I know I’ve criticized the Van Gogh industry before – the posters, tea towels, coasters and the astronomical price tags on his originals. Underlying this is the fact that this master is known as much for his self-mutilation as for his paintings. Despite all that, I am a fan of Vincent Van Gogh. While I’ve tired of the ubiquitous sunflowers, I still get mesmerized by The Potato Eaters, the Japanese orchards and best of all discovering those lesser-known gems, those paintings secreted away in museum corners waiting for me to find them. With this in mind, I brushed aside my misgivings about commercializing dead artists and headed off to Arles, France for a day trip.
Van Gogh only lived in Arles for fifteen months. He spent more time in Paris (2 years) and in Brixton, London (3 years). Yet Arles tourism has etched out a place for the master since after all in Arles, Van Gogh made over 300 paintings and drawings, some of his best-known works. That was enough to convince me it would be worth doing the Van Gogh trail with the hope of discovering something new, or as in the case of Paul Cezanne in Aix-en-Provence, get a feel for how the artist once lived.
The tourist office provided a map of walks in and around Arles, of which the footsteps of Van Gogh were included. There were six places of interest, with two of those places not existing as they once did – the famous yellow house where he lived with Paul Gaugin for a while was bombed out during WW2. The other ghost site was the view from the river, which Van Gogh famously painted. Today the view is mostly cluttered with 1980s apartment blocks. I saw the ‘night café’ in the daytime which is when it is now at its liveliest, full of tourists taking photos while locals try to have their espressos in peace. The public gardens and most of the stone bridge were still intact, evoking images vaguely reminiscent of Van Gogh’s landscapes. Perhaps that couldn’t be helped – what my eyes witnessed were closer to photographs than impressionist paintings.
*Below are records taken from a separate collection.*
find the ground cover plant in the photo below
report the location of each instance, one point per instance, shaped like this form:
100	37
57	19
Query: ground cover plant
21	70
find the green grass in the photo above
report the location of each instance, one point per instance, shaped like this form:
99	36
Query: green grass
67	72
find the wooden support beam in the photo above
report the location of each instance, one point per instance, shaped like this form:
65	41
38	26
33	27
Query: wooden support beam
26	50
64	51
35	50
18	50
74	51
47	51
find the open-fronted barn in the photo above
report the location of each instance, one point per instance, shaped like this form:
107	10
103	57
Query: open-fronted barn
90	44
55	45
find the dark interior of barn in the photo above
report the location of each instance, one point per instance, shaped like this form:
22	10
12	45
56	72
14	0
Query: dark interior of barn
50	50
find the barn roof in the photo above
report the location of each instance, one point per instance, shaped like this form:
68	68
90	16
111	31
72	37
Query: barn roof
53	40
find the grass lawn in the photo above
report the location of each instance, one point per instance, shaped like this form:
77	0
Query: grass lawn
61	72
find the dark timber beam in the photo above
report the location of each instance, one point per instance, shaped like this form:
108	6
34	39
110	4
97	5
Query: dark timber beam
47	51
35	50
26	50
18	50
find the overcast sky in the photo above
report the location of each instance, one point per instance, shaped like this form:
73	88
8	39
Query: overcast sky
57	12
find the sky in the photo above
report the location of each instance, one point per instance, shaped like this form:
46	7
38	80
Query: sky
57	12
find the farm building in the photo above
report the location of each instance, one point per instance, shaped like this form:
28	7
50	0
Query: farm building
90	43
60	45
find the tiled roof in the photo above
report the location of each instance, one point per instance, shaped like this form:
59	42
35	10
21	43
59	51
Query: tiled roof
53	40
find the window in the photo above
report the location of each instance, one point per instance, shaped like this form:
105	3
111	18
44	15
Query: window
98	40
What about the paintings and drawings? Two museums were on the Van Gogh trail. The one didn’t have any artworks but could boast having one letter written by Van Gogh to Gaugin. The other museum, the Foundation Vincent Van Gogh, not living up to its name housed five paintings by Van Gogh and bizarrely had them on display in an exhibition of female abstract artists. Yet, among those five I did find the gem – the painting I hadn’t seen before. Les Epis Verts is of shafts of green wheat in a field somewhere around Arles and was painted in 1888.
It is ironic that on the rare occasion I was prepared to not be cynical about commercializing art and overkill of the great masters, I was left underwhelmed and wanting more. C’est la vie.